Birds of Western Australia
- Author: D.L. Serventy & H.M. Whittell
- Illustrator: Olive Seymour and Harley Webster
- Cover artist: Harley Webster
- Language: English
- Subject: Western Australian ornithology
- Genre: Ornithological handbooks
- Published: 1948 Patersons Press Ltd Perth, Western Australia
- Publication place: Australia
- Media type: Print (hardcover) with dustjacket
- Pages: vi + 366 (1st edn), x + 482 (5th edn)
- ISBN: 0-85564-101-0 (5th edn)
- Dewey Decimal: 598.29941

= Birds of Western Australia (book) =

Book by Dominic Serventy

The Birds of Western Australia is a book first published in 1948 by Patersons Press Ltd in Perth, Western Australia. Its full title was originally A Handbook of the Birds of Western Australia (with the exception of the Kimberley Division), though with the publication of the 5th edition only the shorter form was used. It was authored by Dominic Serventy and Hubert Whittell. It was issued in octavo format (228 x 148 mm) and contains 372 pages bound in blue buckram with a dustjacket illustrated with a painting of Australian pelicans by Harley Webster. It contains a coloured frontispiece of paintings of the heads of Meliphaga honeyeaters, with numerous black-and-white drawings and maps scattered through the text. The second edition (1951) contained colour plates by Olive Seymour.

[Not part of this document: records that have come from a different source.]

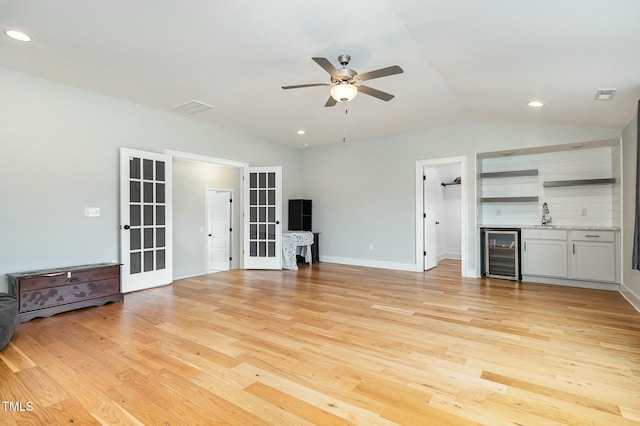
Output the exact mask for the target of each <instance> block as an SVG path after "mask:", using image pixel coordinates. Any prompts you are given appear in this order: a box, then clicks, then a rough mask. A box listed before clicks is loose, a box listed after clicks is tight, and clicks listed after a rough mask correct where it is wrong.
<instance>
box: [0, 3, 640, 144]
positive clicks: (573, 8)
mask: <svg viewBox="0 0 640 426" xmlns="http://www.w3.org/2000/svg"><path fill="white" fill-rule="evenodd" d="M0 27H1V28H2V30H3V31H4V30H6V29H16V30H21V31H23V32H26V33H28V34H29V35H30V36H31V37H32V38H33V41H32V42H31V43H21V42H16V41H14V40H12V39H10V38H8V37H5V36H4V35H3V36H2V37H0V66H3V67H6V68H9V69H13V70H18V71H22V72H25V73H29V74H33V75H36V76H40V77H44V78H47V79H51V80H56V81H60V82H64V83H68V84H71V85H75V86H79V87H83V88H86V89H90V90H93V91H97V92H101V93H105V94H109V95H112V96H115V97H118V98H123V99H127V100H130V101H133V102H136V103H140V104H143V105H148V106H151V107H154V108H158V109H161V110H165V111H171V112H172V113H175V114H183V113H179V112H175V111H173V109H172V108H173V107H174V106H176V105H179V104H182V103H185V102H188V101H190V100H194V99H195V100H198V101H201V102H204V103H207V104H211V105H213V106H215V108H214V109H212V110H209V111H205V112H202V113H199V114H196V115H190V116H189V117H192V118H193V119H197V120H204V121H208V122H211V123H214V124H216V125H219V126H223V127H227V128H230V129H234V130H237V131H240V132H243V133H247V134H252V135H255V136H257V137H259V138H262V139H268V140H272V141H276V142H281V143H285V144H289V145H292V146H299V147H300V146H303V144H305V143H308V144H309V145H312V146H313V145H319V144H325V143H335V142H341V141H342V138H343V135H344V132H345V129H346V135H347V139H348V140H357V139H364V138H374V137H377V136H382V135H389V134H394V133H399V132H407V131H414V130H419V129H424V128H428V127H436V126H443V125H452V124H459V123H465V122H510V123H532V124H550V125H555V124H557V125H572V126H593V127H606V128H615V129H620V128H622V127H624V126H625V125H626V124H628V123H629V121H631V119H632V118H633V116H634V114H635V113H636V108H637V101H638V99H639V98H640V1H638V0H606V1H605V0H580V1H577V0H520V1H516V0H484V1H479V0H420V1H418V0H351V1H349V2H345V3H341V2H339V3H335V4H333V3H331V2H327V1H326V0H324V1H317V0H305V1H300V0H270V1H260V0H234V1H221V0H188V1H185V0H110V1H98V0H65V1H53V0H49V1H43V0H0ZM342 53H347V54H349V55H351V58H352V59H351V63H350V64H349V67H350V68H353V69H355V70H356V71H358V72H361V73H362V72H366V71H371V70H374V69H378V68H383V67H387V66H390V65H396V64H397V65H400V66H401V67H402V68H403V69H404V73H403V74H399V75H394V76H389V77H384V78H381V79H376V80H370V81H368V82H367V85H368V86H371V87H374V88H376V89H379V90H383V91H385V92H389V93H392V94H394V95H395V96H396V97H395V98H394V99H393V100H391V101H390V102H383V101H381V100H378V99H376V98H373V97H370V96H367V95H366V94H360V95H359V96H358V97H357V98H356V99H355V100H353V101H352V102H349V103H347V104H338V105H336V106H335V107H333V108H325V107H324V103H325V101H326V100H327V98H328V96H329V88H328V87H311V88H303V89H295V90H282V89H281V86H282V85H293V84H303V83H317V82H325V81H329V75H328V74H327V73H326V72H325V71H324V70H323V69H322V68H320V67H319V66H318V65H317V64H316V63H315V62H313V61H312V60H311V57H314V56H321V57H326V58H328V59H329V60H330V61H331V62H332V63H333V64H334V65H335V66H336V67H339V64H338V62H337V57H338V55H340V54H342ZM600 88H615V89H617V93H616V94H615V97H614V98H613V100H612V101H596V100H594V96H595V92H596V89H600ZM532 99H537V100H541V101H543V102H544V103H545V104H546V106H545V107H544V108H542V109H539V110H533V109H531V108H529V107H527V106H526V104H527V102H528V101H529V100H532ZM345 107H346V108H347V109H348V115H346V116H345ZM183 115H184V114H183ZM345 117H346V120H345ZM301 128H302V129H305V130H306V132H307V134H306V135H304V136H299V135H297V134H296V131H297V130H298V129H301Z"/></svg>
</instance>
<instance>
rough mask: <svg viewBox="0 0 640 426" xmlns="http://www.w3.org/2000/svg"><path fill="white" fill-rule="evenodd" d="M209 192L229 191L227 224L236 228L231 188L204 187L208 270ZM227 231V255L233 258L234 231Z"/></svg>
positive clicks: (207, 265) (230, 263) (205, 233)
mask: <svg viewBox="0 0 640 426" xmlns="http://www.w3.org/2000/svg"><path fill="white" fill-rule="evenodd" d="M210 192H228V193H229V199H230V200H231V202H230V203H229V209H230V212H229V214H230V218H229V221H230V222H229V226H230V227H231V229H232V230H233V229H236V228H235V226H234V224H233V212H234V210H233V200H234V199H235V191H234V190H233V189H228V188H209V187H207V188H206V189H205V197H204V199H205V218H206V223H205V230H206V232H205V241H204V244H205V270H206V271H209V270H210V269H209V244H210V241H209V236H208V232H209V228H210V225H211V224H210V220H211V211H210V209H209V193H210ZM232 230H231V231H227V232H228V233H229V256H230V257H231V258H232V259H233V257H234V256H233V249H234V244H233V232H234V231H232ZM231 262H232V260H229V265H228V268H229V269H232V268H231Z"/></svg>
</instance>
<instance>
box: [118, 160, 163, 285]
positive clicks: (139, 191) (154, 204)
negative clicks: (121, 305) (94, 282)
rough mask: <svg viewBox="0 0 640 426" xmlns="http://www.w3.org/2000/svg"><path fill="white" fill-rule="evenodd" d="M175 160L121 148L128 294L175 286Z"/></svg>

The book covered birds recorded within the Australian state of Western Australia except, as the full title of the first edition indicates, the tropical Kimberley region of its north. It was the first Australian regional ornithological handbook. In the Introduction the authors state:
”The need for some such Handbook as this one was impressed on the authors by their own early experiences in Western Australian ornithology. Perhaps, however, they flatter themselves unduly for presenting to the bird-loving public a book which they like to feel is one of the type they wished had been available to them when beginning the study of local birds.”

With regard to the layout of the book, they say:
”The first two sections deal with the history of Western Australian ornithology and a discussion of the bird geography of the State. Though complete in themselves both are supplementary to the third section, the detailed treatment of the species of birds occurring in our area.”

The success of the book was such that, for many years, it was the principal source of information on the birds of the state. Further editions appeared in 1951, 1962, 1967 and 1976, the fifth and final one being published by the University of Western Australia Press, with the length having increased by then to some 490 pages. It was described later in the preface to the state's next ornithological handbook as:
”…a landmark in Australian ornithology. Its high standard and concise presentation provided a stimulus for a great deal of ornithological research in this State.”